From experience the 350Z will edge out the S2K. But it really depends on drivers.


----------



## CantWaitTillIdrive (Apr 28, 2006)

wow really? doesnt the s2000 have like 9k rpm and 350z only like 6.5k?


----------



## chimmike (Oct 17, 2002)

rev limit has absolutely NOTHING to do with power, weight, or drivers.

why would you say something like that?

that race is a total drivers race. And, I'm guessing you're not that great a driver.


----------



## CantWaitTillIdrive (Apr 28, 2006)

lol. im only 14. thats why my name is what it is. Im trying to choose now so i can start saving up and it took me quite a while to choose an airsoft gun 2 1/2 years i think so i thought id start choosing a car now.


----------



## Asleep (Jan 19, 2003)

lol, you do mean at the track right? i think at the track, since its only 1/4 mile long, the edge would go to the 350z. the 2003 350z gets 14.1 according to the site i googled. the s2000 gets a 14.4. 
a typical drivers race. the tq from the vq should be enough to make up for any slight mistakes, but not by much.


----------



## CantWaitTillIdrive (Apr 28, 2006)

ohhhhh...whats the difference between the 03' version and the 06' at the track?


----------



## chimmike (Oct 17, 2002)

06's have more hp but less tq and it basically evens out, especially because the newer models are heavier.


----------



## Nissan_3_50Z (Jun 16, 2006)

hm...i never knew that....let me check that out.



chimmike said:


> 06's have more hp but less tq and it basically evens out, especially because the newer models are heavier.


----------



## jblaze1999 (Jun 19, 2006)

I lost to an S2000 in my 1990 300zx twin turbo. That was the night I killed my engine. I still have that car but now I have a 350z so I can't wait for a rematch with an S2000.


----------



## VEX (Jun 19, 2006)

New Zed have 300hp, but 10nm less ( old 363, new 253 nm ) and have 0.1 sec better 0-60 time ( 5.9 old, 5.8 new ) . And now its a 7k rpm car

Duno if he is gonna be heavy-er, think not, cause its only a minor mods on a car ( led ligts behind, some different switches inside


----------



## chimmike (Oct 17, 2002)

the 06 Z's are heavier by nature, the newer the Z, the heavier it is. All the 03 models were the lightest of the bunch according to trim level.


----------



## Spongerider (Nov 18, 2002)

jblaze1999 said:


> I lost to an S2000 in my 1990 300zx twin turbo. That was the night I killed my engine. I still have that car but now I have a 350z so I can't wait for a rematch with an S2000.

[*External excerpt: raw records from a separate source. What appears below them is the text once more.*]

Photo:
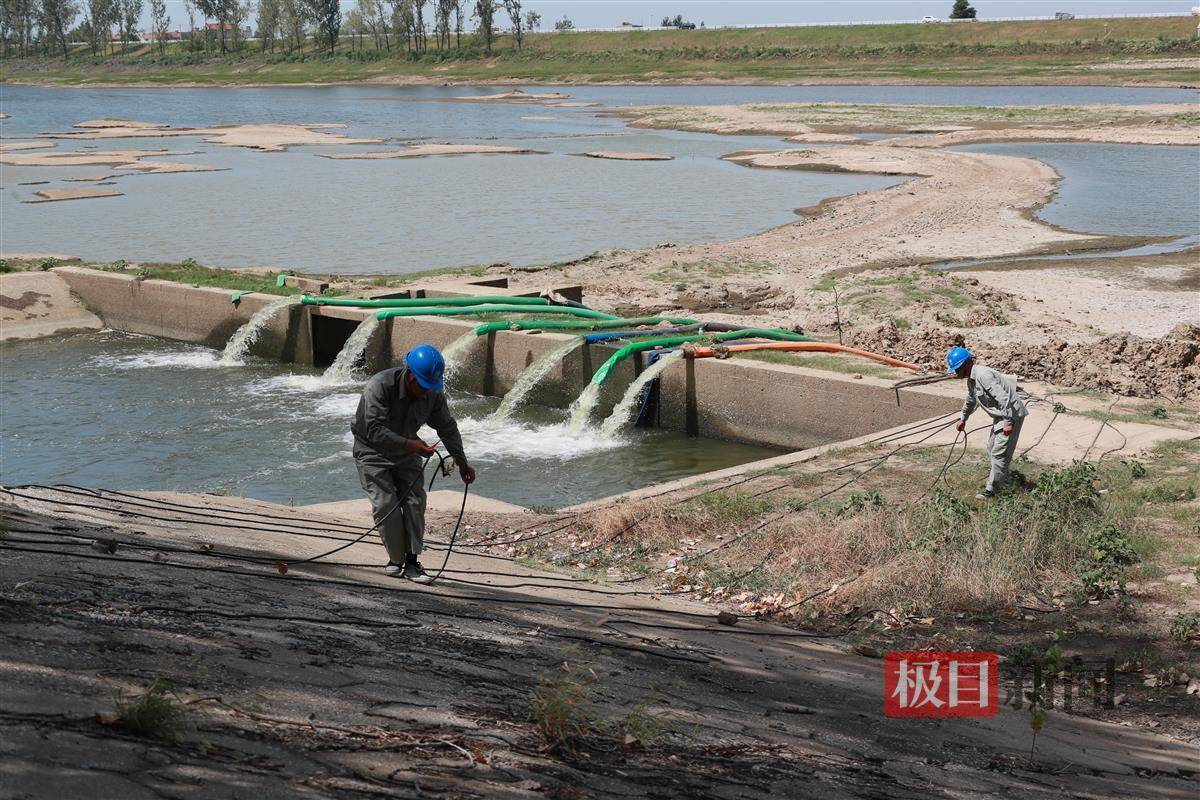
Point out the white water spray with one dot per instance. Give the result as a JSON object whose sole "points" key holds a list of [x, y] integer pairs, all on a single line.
{"points": [[238, 347], [581, 409], [619, 416], [529, 378], [345, 367]]}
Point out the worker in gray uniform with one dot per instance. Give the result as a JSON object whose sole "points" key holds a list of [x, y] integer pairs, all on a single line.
{"points": [[390, 456], [987, 389]]}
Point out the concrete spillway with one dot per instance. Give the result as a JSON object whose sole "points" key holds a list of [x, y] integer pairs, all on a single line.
{"points": [[736, 400]]}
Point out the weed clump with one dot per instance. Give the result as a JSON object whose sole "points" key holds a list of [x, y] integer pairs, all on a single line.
{"points": [[567, 715], [159, 714]]}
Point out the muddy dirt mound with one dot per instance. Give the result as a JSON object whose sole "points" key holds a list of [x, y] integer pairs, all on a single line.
{"points": [[1123, 364], [925, 347]]}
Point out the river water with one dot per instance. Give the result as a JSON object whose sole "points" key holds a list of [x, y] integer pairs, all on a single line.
{"points": [[397, 216], [118, 410]]}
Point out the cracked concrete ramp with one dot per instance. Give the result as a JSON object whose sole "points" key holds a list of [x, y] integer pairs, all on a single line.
{"points": [[336, 680]]}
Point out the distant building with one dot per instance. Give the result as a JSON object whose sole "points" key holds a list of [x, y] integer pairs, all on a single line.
{"points": [[215, 28]]}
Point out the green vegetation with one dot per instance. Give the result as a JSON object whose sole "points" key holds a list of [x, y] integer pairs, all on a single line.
{"points": [[1032, 52], [157, 714], [684, 274], [849, 365], [189, 271], [1186, 626], [472, 271]]}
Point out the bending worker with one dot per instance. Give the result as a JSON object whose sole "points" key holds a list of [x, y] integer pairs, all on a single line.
{"points": [[988, 389], [390, 456]]}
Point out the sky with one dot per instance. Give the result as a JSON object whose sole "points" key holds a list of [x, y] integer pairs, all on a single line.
{"points": [[610, 13]]}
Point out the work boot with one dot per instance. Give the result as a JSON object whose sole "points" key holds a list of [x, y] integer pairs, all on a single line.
{"points": [[417, 573]]}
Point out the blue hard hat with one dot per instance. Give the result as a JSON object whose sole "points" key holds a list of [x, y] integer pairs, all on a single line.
{"points": [[427, 366], [957, 358]]}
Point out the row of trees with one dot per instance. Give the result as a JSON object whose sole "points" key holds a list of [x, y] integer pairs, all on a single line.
{"points": [[29, 25]]}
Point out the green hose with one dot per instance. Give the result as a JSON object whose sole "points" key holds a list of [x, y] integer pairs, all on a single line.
{"points": [[570, 324], [468, 311], [406, 302], [606, 368]]}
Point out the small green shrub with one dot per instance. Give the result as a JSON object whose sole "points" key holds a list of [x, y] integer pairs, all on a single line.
{"points": [[1169, 492], [1186, 625], [157, 714], [562, 707], [1137, 469], [1109, 552]]}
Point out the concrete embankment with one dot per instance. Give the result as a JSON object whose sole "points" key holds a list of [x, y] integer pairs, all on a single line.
{"points": [[737, 401]]}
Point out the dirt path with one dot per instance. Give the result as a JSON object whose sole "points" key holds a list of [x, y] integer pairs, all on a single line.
{"points": [[336, 680]]}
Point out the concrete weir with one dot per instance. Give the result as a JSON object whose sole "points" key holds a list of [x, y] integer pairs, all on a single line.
{"points": [[787, 407]]}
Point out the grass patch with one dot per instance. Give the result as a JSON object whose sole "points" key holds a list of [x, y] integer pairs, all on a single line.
{"points": [[565, 710], [831, 362], [683, 274], [159, 714], [189, 271]]}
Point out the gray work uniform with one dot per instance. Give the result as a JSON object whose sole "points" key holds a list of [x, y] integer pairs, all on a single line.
{"points": [[987, 389], [385, 420]]}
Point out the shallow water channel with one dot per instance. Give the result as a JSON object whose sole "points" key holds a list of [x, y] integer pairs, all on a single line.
{"points": [[117, 410], [294, 209]]}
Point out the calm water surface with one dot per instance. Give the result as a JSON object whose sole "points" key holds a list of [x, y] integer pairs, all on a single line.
{"points": [[294, 209]]}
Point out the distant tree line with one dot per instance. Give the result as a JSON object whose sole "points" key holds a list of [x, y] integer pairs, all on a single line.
{"points": [[46, 26]]}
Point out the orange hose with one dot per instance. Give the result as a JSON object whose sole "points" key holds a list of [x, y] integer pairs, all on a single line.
{"points": [[803, 347]]}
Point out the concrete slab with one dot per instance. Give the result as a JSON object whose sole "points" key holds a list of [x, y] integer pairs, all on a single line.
{"points": [[36, 305], [359, 510]]}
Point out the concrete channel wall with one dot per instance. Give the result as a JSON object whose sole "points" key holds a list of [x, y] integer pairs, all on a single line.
{"points": [[735, 400], [186, 313]]}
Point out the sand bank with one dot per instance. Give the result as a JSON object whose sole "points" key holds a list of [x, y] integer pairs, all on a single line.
{"points": [[425, 150], [137, 160], [515, 96], [618, 155], [832, 122], [57, 194], [34, 305], [264, 138]]}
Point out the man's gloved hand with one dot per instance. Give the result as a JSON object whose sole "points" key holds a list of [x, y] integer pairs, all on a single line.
{"points": [[467, 474], [419, 447]]}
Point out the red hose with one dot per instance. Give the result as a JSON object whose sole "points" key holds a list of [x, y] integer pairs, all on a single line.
{"points": [[803, 347]]}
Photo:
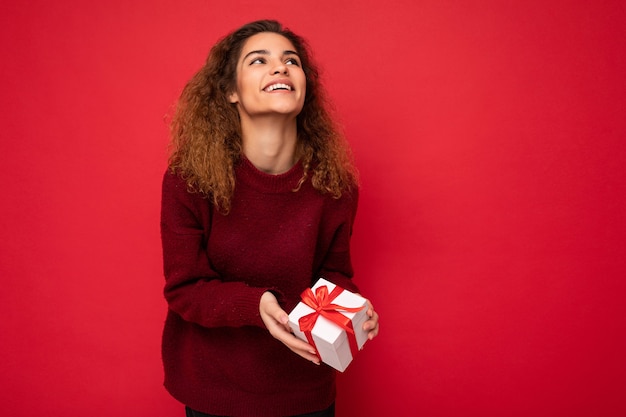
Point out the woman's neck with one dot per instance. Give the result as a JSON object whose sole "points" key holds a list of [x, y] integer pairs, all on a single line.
{"points": [[270, 144]]}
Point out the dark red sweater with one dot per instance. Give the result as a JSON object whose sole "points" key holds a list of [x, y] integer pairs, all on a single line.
{"points": [[217, 354]]}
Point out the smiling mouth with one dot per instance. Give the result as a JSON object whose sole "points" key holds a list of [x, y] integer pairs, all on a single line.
{"points": [[278, 86]]}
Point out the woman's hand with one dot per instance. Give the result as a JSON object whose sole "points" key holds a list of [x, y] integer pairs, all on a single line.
{"points": [[371, 326], [276, 321]]}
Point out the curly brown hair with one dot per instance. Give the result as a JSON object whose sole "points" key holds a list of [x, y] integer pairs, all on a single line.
{"points": [[206, 139]]}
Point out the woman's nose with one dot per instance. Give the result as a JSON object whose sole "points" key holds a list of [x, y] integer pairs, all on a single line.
{"points": [[280, 68]]}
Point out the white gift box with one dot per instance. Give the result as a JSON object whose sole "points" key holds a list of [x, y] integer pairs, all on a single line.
{"points": [[331, 341]]}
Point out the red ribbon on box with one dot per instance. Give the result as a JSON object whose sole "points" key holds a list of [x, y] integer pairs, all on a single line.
{"points": [[321, 302]]}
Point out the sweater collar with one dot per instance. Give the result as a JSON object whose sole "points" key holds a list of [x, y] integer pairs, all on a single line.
{"points": [[261, 181]]}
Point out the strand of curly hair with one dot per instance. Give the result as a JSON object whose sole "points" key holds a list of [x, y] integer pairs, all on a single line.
{"points": [[206, 135]]}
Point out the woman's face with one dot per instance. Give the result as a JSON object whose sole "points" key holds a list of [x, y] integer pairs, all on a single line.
{"points": [[270, 79]]}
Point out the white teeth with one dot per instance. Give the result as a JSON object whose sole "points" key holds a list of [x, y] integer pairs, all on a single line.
{"points": [[278, 87]]}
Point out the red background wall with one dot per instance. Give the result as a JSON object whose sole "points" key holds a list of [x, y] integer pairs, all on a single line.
{"points": [[490, 136]]}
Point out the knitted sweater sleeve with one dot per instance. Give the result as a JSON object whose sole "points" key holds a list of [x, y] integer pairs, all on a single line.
{"points": [[193, 290]]}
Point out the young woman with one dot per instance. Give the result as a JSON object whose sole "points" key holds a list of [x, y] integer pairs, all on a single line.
{"points": [[258, 202]]}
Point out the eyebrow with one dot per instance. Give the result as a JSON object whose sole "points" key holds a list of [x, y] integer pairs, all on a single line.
{"points": [[266, 52]]}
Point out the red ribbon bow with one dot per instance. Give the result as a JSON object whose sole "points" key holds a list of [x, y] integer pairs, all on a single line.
{"points": [[321, 302]]}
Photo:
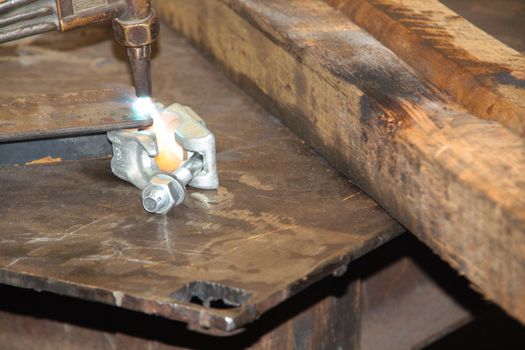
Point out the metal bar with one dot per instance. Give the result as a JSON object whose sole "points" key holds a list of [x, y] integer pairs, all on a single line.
{"points": [[13, 4], [30, 14], [27, 30]]}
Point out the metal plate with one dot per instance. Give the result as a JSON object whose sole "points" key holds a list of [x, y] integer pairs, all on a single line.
{"points": [[51, 89], [281, 220], [67, 114]]}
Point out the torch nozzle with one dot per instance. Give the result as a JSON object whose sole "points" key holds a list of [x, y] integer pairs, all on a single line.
{"points": [[139, 59]]}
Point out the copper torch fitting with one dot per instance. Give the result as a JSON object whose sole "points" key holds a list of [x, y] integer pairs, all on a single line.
{"points": [[136, 33]]}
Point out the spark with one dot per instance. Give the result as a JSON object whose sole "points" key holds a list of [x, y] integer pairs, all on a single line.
{"points": [[170, 153]]}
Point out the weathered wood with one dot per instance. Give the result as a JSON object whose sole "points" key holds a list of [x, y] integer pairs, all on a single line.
{"points": [[455, 180], [483, 74]]}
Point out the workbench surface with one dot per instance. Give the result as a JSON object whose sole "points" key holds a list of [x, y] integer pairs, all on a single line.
{"points": [[281, 219]]}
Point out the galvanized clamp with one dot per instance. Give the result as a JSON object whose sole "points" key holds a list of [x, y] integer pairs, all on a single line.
{"points": [[134, 153]]}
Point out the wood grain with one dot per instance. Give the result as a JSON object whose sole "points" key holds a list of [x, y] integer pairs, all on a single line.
{"points": [[455, 180], [480, 72]]}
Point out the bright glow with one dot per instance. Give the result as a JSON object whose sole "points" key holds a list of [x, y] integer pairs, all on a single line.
{"points": [[170, 152], [145, 107]]}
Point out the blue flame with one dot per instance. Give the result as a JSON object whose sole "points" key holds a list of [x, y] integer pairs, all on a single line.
{"points": [[145, 107]]}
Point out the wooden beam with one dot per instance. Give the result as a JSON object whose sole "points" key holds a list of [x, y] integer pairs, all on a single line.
{"points": [[481, 73], [456, 181]]}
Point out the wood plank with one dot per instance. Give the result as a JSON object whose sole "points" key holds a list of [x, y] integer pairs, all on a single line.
{"points": [[455, 180], [480, 72], [276, 225]]}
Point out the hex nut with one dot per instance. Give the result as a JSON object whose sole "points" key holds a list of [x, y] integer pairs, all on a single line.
{"points": [[162, 193], [136, 33], [156, 196]]}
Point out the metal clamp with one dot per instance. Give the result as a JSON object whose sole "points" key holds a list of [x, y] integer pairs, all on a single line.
{"points": [[134, 155]]}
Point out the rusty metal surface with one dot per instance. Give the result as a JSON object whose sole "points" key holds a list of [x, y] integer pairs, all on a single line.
{"points": [[60, 85], [281, 220], [67, 114]]}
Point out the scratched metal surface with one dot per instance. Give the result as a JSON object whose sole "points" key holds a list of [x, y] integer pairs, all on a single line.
{"points": [[49, 90], [281, 220]]}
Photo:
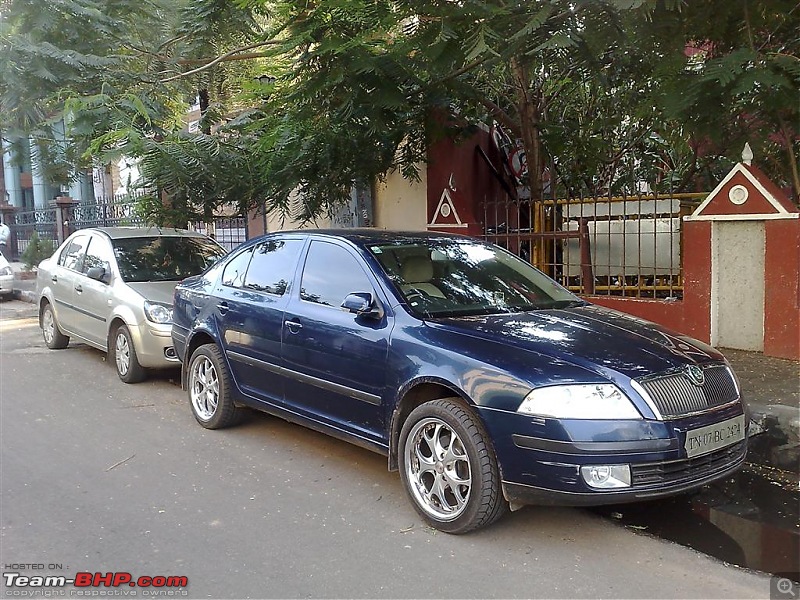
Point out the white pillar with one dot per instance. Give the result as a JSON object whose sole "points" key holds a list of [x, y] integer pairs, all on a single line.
{"points": [[40, 199], [11, 176]]}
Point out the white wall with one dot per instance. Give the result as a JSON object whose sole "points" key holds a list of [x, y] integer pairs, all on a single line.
{"points": [[402, 204], [737, 284]]}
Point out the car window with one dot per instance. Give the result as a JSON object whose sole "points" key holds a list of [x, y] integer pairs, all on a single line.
{"points": [[72, 257], [443, 277], [164, 257], [98, 254], [272, 266], [235, 270], [330, 274]]}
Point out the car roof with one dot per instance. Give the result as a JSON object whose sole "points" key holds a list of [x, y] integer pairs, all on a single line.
{"points": [[366, 236], [129, 232]]}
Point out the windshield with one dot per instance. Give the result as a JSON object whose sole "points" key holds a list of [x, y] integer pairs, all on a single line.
{"points": [[453, 277], [164, 258]]}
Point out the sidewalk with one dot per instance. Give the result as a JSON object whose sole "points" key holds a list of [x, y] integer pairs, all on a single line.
{"points": [[770, 386]]}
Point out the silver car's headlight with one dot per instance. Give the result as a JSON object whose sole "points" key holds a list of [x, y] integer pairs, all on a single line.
{"points": [[158, 313], [580, 401]]}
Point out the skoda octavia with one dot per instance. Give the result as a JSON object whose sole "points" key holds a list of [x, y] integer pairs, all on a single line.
{"points": [[487, 384]]}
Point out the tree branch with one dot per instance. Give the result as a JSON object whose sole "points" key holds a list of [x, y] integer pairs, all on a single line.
{"points": [[227, 56]]}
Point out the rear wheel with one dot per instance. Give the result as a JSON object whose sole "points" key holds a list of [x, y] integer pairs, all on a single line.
{"points": [[209, 385], [128, 367], [53, 338], [448, 467]]}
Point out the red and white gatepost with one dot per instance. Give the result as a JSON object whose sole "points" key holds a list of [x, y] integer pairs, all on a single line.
{"points": [[742, 266]]}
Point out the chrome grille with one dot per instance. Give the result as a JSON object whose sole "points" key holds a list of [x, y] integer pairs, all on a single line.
{"points": [[675, 395]]}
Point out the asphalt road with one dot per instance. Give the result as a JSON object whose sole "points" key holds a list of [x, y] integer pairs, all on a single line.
{"points": [[99, 476]]}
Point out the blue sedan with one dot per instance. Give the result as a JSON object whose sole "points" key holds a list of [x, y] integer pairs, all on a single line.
{"points": [[487, 384]]}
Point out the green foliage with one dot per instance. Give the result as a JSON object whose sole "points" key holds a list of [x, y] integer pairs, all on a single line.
{"points": [[37, 250], [601, 91]]}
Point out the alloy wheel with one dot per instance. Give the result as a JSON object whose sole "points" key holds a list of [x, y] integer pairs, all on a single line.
{"points": [[438, 469], [204, 388]]}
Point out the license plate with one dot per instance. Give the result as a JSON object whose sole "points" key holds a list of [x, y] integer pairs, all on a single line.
{"points": [[713, 437]]}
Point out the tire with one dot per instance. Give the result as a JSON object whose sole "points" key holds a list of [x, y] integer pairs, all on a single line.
{"points": [[460, 491], [209, 385], [124, 353], [51, 332]]}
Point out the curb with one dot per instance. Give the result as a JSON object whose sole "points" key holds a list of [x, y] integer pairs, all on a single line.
{"points": [[779, 444]]}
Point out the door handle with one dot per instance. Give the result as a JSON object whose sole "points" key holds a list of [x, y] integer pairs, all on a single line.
{"points": [[294, 326]]}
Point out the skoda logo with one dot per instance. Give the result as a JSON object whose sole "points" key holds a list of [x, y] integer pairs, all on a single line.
{"points": [[695, 375]]}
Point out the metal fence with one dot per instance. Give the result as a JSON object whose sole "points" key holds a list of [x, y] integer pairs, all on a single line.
{"points": [[228, 231], [615, 245], [23, 225]]}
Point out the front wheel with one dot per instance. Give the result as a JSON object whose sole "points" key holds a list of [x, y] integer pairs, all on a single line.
{"points": [[448, 467], [210, 389], [128, 367], [53, 337]]}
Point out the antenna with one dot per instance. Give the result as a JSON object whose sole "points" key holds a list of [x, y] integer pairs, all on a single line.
{"points": [[747, 154]]}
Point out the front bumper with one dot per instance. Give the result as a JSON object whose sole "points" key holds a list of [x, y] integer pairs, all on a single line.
{"points": [[543, 464], [153, 342]]}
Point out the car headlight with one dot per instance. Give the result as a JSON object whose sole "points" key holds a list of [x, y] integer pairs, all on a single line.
{"points": [[584, 401], [158, 313]]}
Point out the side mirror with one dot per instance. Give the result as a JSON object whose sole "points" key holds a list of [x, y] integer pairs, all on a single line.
{"points": [[363, 304], [99, 274]]}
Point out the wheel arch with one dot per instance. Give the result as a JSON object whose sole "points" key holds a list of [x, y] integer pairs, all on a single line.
{"points": [[416, 393], [196, 339]]}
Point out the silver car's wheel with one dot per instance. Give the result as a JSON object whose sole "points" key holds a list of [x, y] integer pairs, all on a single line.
{"points": [[53, 338], [209, 383], [123, 354], [448, 467], [125, 360], [204, 388], [437, 466]]}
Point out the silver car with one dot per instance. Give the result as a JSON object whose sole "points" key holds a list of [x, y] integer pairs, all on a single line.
{"points": [[112, 288]]}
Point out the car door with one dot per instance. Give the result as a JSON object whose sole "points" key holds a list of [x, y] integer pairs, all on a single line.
{"points": [[251, 297], [95, 299], [64, 278], [335, 360]]}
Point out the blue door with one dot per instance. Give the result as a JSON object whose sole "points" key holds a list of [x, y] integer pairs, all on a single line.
{"points": [[335, 360], [251, 297]]}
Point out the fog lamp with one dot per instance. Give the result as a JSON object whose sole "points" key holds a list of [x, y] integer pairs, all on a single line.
{"points": [[604, 477]]}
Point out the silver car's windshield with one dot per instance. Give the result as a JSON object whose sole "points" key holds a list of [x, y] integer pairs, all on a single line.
{"points": [[442, 277], [164, 258]]}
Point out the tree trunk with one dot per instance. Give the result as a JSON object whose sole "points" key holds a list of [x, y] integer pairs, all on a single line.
{"points": [[529, 110], [204, 103]]}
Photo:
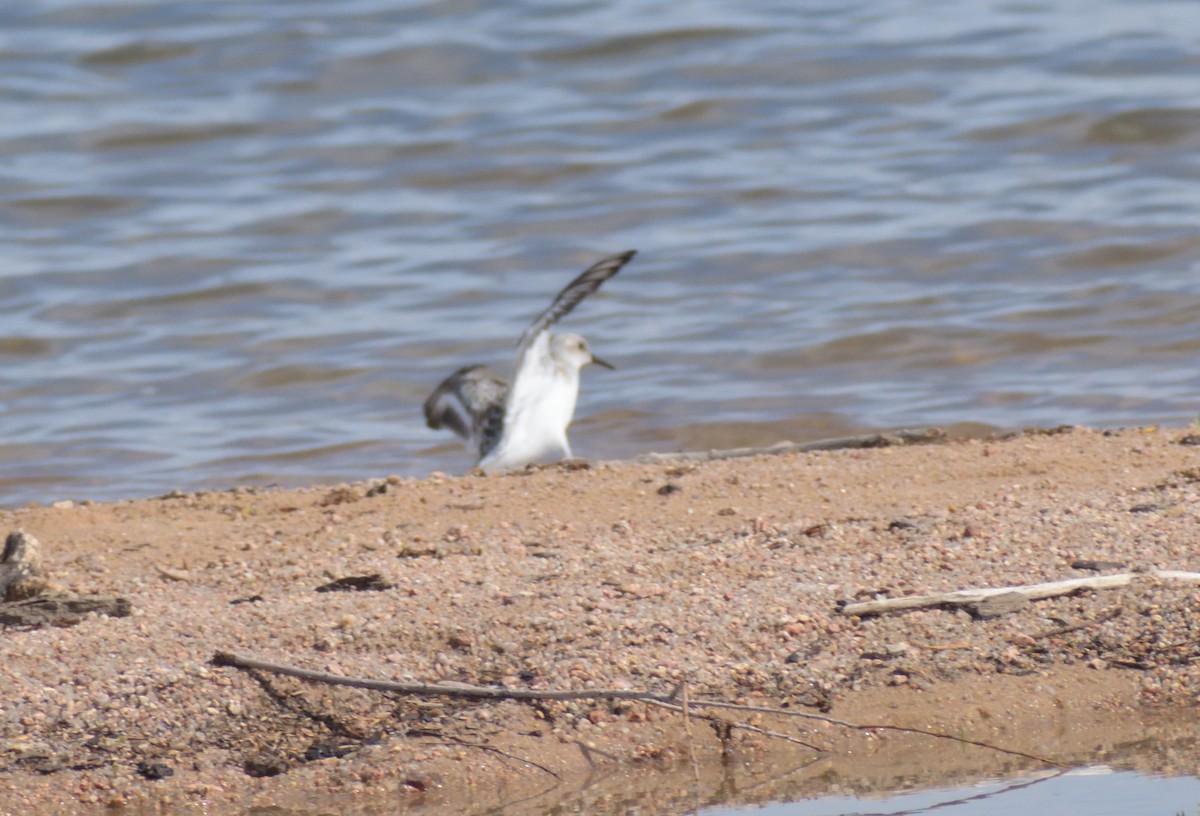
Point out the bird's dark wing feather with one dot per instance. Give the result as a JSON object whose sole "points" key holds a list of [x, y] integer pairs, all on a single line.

That is because your engine was not healthy. For the rest of you guys do not talk about _street racing _or I'll have to shut this thread down, sorry but that is the forum rules.


----------



## CantWaitTillIdrive (Apr 28, 2006)

so even though the newer versions are heavyer they're faster by .01 secs on 1/4?


----------



## dmroberson (Jun 24, 2004)

chimmike said:


> 06's have more hp but less tq and it basically evens out, especially because the newer models are heavier.


Chimmike answered that one already. Yes, the newer Z's are still slightly faster, even though they are heavier, because their power was increased to compensate for the added weight.


----------



## chimmike (Oct 17, 2002)

CantWaitTillIdrive said:


> so even though the newer versions are heavyer they're faster by .01 secs on 1/4?



this is less attributable to the car and moreso to the driver. Get an equivalent driver in both cars and he'll pull the same times in both. It's not really proven that with bolt ons that the revup even traps higher.


----------